EUROPE - Prime office in Germany's main cities, including capital Berlin, are overvalued, according to a new survey by ratings agency Feri.

According to research examining the rental yields of 25 European cities, Dublin ranks as "strongly undervalued", while central London - incorporating Docklands and West End properties - has rebounded from being undervalued a few years ago to now being regarded as one of the 17 markets trading at fair value.

Speaking to IPE, Feri EuroRating's head of real estate research Manfred Binsfeld said the reason German cities - including Hamburg, Munich, Frankfurt and Berlin - were regarded as "slightly overvalued" came as a result of the country's safe haven status.
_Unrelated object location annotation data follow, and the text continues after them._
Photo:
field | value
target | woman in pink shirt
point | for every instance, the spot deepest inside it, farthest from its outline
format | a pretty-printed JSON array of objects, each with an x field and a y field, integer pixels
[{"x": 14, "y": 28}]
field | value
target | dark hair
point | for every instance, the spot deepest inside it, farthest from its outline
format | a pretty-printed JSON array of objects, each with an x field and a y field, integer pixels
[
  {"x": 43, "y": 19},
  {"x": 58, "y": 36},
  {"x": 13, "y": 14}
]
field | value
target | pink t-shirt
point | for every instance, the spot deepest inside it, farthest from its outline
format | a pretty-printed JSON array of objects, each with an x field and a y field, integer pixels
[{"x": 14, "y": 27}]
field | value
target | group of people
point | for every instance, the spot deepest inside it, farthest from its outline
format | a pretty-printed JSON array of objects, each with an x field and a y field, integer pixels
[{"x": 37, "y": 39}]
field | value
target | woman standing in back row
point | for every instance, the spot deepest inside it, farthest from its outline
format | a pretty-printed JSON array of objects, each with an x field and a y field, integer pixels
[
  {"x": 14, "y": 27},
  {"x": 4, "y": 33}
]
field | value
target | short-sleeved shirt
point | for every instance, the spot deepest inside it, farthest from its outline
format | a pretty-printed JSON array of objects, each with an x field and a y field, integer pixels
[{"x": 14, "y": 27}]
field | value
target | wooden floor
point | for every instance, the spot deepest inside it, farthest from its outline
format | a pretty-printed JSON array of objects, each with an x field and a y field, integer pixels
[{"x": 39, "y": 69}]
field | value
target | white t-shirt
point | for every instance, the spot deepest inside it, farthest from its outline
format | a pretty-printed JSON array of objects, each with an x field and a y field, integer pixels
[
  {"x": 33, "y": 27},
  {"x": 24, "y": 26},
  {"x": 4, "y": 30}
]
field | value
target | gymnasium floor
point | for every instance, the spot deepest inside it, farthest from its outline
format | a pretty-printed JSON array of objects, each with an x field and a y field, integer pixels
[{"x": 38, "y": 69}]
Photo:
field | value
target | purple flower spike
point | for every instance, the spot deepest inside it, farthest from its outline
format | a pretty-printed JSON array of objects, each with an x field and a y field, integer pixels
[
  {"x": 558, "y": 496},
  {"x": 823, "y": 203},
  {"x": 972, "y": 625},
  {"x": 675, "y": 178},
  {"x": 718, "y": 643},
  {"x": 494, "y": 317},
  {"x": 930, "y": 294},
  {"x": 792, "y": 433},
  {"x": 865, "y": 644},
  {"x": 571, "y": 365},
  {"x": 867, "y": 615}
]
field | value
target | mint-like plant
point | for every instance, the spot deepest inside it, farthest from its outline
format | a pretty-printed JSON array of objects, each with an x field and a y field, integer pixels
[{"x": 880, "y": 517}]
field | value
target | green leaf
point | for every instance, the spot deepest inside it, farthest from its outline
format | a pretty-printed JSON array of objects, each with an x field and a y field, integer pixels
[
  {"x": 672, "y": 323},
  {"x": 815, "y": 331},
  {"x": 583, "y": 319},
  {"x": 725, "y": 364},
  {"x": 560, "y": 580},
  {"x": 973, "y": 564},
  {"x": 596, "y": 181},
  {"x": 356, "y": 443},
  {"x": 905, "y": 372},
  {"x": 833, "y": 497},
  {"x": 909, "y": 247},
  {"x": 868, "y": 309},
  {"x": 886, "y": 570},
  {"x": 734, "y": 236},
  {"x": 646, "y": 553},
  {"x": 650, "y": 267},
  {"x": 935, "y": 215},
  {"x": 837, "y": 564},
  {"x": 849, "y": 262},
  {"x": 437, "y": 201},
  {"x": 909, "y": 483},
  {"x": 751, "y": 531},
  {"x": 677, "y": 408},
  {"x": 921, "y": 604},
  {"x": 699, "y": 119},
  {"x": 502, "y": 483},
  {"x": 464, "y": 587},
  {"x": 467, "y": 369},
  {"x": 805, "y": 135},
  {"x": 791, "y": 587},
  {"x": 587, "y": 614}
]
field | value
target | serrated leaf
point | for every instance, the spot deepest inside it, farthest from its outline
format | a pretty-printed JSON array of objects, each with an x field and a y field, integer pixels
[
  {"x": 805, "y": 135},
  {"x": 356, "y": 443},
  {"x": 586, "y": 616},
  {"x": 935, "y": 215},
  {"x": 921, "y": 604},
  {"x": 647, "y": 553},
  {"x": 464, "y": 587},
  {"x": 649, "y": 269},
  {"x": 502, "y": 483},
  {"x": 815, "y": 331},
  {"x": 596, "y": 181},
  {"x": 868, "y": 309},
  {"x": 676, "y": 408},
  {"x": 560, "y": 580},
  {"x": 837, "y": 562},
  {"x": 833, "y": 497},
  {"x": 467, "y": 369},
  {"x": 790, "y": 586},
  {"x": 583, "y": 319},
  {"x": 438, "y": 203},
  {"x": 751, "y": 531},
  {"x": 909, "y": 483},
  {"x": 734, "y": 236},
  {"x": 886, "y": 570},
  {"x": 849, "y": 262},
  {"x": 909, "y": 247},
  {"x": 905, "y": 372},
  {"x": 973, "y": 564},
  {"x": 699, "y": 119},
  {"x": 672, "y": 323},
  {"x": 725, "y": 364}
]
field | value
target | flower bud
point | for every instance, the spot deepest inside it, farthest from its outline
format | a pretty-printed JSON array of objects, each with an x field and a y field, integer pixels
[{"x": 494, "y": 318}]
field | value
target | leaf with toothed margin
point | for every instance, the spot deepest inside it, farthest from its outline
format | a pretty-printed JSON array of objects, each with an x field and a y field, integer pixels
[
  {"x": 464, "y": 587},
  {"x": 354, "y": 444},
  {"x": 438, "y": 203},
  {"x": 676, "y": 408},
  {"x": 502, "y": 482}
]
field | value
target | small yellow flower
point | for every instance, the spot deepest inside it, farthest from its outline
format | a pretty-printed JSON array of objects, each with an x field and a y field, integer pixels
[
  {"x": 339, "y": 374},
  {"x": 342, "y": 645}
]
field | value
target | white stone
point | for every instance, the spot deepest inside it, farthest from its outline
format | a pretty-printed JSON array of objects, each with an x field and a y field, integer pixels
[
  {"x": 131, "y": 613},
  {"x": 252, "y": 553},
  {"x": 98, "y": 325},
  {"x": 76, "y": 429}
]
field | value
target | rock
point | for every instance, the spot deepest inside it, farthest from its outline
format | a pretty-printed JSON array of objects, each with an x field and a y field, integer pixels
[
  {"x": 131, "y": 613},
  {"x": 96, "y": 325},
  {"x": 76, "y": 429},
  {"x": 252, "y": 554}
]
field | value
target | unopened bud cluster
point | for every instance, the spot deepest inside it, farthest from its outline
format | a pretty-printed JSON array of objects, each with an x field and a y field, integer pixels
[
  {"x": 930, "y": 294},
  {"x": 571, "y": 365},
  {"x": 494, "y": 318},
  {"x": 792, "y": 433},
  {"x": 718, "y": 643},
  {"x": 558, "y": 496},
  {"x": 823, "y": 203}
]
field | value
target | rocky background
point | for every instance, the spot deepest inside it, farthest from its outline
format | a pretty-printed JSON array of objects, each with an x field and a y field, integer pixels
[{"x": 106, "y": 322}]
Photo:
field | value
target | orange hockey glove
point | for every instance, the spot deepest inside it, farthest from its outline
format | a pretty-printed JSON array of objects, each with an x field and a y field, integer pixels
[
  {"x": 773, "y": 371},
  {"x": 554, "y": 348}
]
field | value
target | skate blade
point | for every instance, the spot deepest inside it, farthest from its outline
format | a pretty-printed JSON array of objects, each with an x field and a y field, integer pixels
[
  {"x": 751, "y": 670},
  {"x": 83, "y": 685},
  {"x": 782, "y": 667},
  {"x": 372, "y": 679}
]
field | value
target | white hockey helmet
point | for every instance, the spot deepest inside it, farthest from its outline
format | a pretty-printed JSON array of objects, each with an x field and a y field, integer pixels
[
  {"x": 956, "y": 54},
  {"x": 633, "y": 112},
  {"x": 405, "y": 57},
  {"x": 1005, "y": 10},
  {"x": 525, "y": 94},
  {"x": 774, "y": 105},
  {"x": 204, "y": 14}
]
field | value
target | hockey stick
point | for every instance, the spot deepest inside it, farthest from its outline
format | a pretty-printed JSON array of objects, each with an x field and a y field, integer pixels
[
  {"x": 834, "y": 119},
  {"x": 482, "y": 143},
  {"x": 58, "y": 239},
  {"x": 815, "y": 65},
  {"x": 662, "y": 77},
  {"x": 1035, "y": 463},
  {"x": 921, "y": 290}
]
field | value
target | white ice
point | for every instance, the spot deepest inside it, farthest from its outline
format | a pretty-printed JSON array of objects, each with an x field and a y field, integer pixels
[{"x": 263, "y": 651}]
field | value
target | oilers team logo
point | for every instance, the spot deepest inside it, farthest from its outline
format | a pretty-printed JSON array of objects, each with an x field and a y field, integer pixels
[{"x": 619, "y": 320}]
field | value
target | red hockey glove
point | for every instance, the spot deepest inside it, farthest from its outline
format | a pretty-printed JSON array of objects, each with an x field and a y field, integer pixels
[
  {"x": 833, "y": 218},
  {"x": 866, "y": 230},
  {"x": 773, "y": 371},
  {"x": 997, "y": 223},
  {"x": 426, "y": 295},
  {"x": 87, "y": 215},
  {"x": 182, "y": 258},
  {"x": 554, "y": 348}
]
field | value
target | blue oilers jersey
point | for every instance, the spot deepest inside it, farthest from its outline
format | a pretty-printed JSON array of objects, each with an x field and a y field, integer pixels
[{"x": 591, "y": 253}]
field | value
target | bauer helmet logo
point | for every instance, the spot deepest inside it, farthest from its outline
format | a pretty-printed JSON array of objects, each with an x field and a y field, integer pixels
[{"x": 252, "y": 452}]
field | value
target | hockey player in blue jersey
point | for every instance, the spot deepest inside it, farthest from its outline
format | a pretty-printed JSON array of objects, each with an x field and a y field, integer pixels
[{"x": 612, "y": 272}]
He said prices had already increased on the back of this perception, with rent "very high" compared with historical norms and only an overpricing of the market likely to change the situation.

"Germany can expect moderate rental growth, but prices have already increased over the past two years," he said.

"And for the time being, they are still realising returns above the inflation rate - and specifically more than they would with investments in German bunds - by investing in core assets in prime locations, even if the rates of return in the core segment have declined in the meantime."

The agency's report, which ranks Berlin 22nd out of 25 cities, notes that unlike many other European capitals, the German capital has proven capable of providing stable office rental income, with rents expected to rise through 2015.

However, despite the capital being Germany's largest office market and being underdeveloped for so long as a result of the Berlin Wall, Feri predicted interest in investment would not recover until at least next year, having declined in 2009.

Binsfeld was more positive about Ireland and specifically Dublin's outlook, noting that while the country was no longer enjoying "exorbitantly high" real GDP growth, it was still predicting 3% over the medium term.

"As a result, we view downside risk as low and are expecting moderate rental increases over the next few years ," he said.

"Combined with what remain historically high rents, we expect the compression to occur in the medium term, drifting towards a fair value rental return."

He explained that, with a prime rental yield of 7.5% in Dublin and an expected yield compression with little downside risk, investors could soon see an increase in total return.

"If the rent rises and yields fall slightly, then you could quickly see total return increase towards 10%," he said. "This is the prospect we'd like to highlight, while acknowledging that the current situation is marred by uncertainty."

He added: "Otherwise, we have witnessed significant yield compressions in European cities over the past two years and expect rental yields to stabilise - unless the sovereign debt or euro-zone crisis escalates once more."

A significant number of the cities surveyed were viewed as fair value, with only Budapest seen as "slightly undervalued".

Cities such as Brussels and Copenhagen were viewed as fairly valued and graded 'C' alongside other capitals, such as the outer London office market, Paris, Amsterdam and Madrid, while Stockholm and Milan joined four German cities in receiving a 'D' - viewed as slightly too expensive.